The human optical system is optimized to notice relative differences in color-intensity rather than absolute values. Visual stimuli are precortically processed in the retina through lateral inhibition which underlies varies optical illusions first described by Ernst Mach in 1865 as ‘Mach bands’ [12]. A given surface might appear brighter or darker depending on the luminosity of its surroundings [11, 13]. Accordingly, intensity-scores in histopathology are in general prone to subjectivity.

This is of particular importance in HER2-IHC scoring in gastric cancer, which is based solely on staining-intensity. In contrast, HER2-IHC scoring in breast cancer also includes the staining-pattern as the DAB-precipitates have to be ring-shaped to be considered as IHC 3+. In particular, inter-observer reproducibility of categories 1+ and 2+ scores can be low in gastric cancer. In two global clinical trials 6.4% (29/455) of cases with intestinal or mixed histology were found erroneously classified as HER2-IHC negative. In most of these cases (n = 21) initial scores were IHC 0 or IHC 1+ whereas central counter-testing revealed either IHC 2+ and ISH positivity (n = 17) or even IHC 3+ (n = 4). Four additional cases locally IHC 2+ FISH-negative were centrally ISH positive [23].

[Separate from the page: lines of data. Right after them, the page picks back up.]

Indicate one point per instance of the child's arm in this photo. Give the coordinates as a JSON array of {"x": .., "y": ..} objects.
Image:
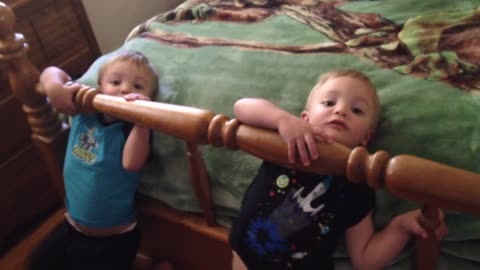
[
  {"x": 54, "y": 82},
  {"x": 297, "y": 133},
  {"x": 137, "y": 146},
  {"x": 374, "y": 250}
]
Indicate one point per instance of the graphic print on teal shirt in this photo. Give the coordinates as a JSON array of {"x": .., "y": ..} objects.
[{"x": 87, "y": 143}]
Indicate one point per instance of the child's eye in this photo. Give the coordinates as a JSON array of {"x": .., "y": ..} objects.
[
  {"x": 138, "y": 86},
  {"x": 328, "y": 103},
  {"x": 358, "y": 111}
]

In a recent French study comprising 393 centrally re-evaluated gastric carcinomas false negative rate reached even 27.4% (20/73 HER2-IHC 2+). False positive rate was 5% (16/320) with an overall discordance rate of 9% [10].

In the present study it could be demonstrated that objectively measured widths and color intensities of the linear membranous precipitates correlate with the semiquantitative intensity score manually assessed by MR. Utilizing this approach circumvents the need to interpret the staining just by color-intensity and constitutes a quasi-morphometric measurement.

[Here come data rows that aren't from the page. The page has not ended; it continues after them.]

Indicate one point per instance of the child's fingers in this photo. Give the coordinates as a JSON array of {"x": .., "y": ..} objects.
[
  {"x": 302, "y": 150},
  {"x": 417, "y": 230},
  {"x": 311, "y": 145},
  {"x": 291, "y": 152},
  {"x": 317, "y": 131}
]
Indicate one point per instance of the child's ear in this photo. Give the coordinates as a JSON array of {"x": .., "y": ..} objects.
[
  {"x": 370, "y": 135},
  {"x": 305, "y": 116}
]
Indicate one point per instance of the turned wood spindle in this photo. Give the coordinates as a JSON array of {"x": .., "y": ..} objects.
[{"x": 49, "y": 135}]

Our data suggest that the MR might be applicable to other membrane-bound biomarkers as well. Indeed, inter-observer concordance of IHC-scoring of EGFR could be significantly improved within a round-robin test that included 11 international pathological laboratories [24]. The MR could also be included in the comprehensive ‘Histo-Score’ (H-Score) [25]. The H-Score incorporates all IHC-intensity categories and is frequently used to determine an optimal cut-point in IHC-scoring [26, 27]. The prerequisite to using the MR is that biological relevant scoring-categories have to be reflected by differences in the geometry of the histological stain that match the optical resolution windows of the microscope objectives. A given IHC-protocol could be optimized to match the appropriate intensity range.

The interrelation of DAB-width, -intensity and score might also form the basis for an image-analysis algorithm which mimics the magnification rule. Different approaches have been investigated for HER2-IHC image-analysis by using color intensities [28, 29] or geometric properties of the staining pattern [30]. Recent advances in digital image analysis have shown to increase of inter-observer agreement and decrease of the number of equivocally scored cases [31, 32].

Conclusions

IHC scoring by using the ‘magnification rule’ is a semiquantitative procedure that circumvents neurophysiological restrictions of our visual system. It is based on physical interrelations and can be used to overcome subjectivity in HER2 IHC-testing, particularly in gastric cancer. It might also be applicable to other membrane-bound IHC-stainings. As a practical and easy-to-use method it has found wide application and was incorporated into national and international recommendation on HER2-IHC [6, 15, 17].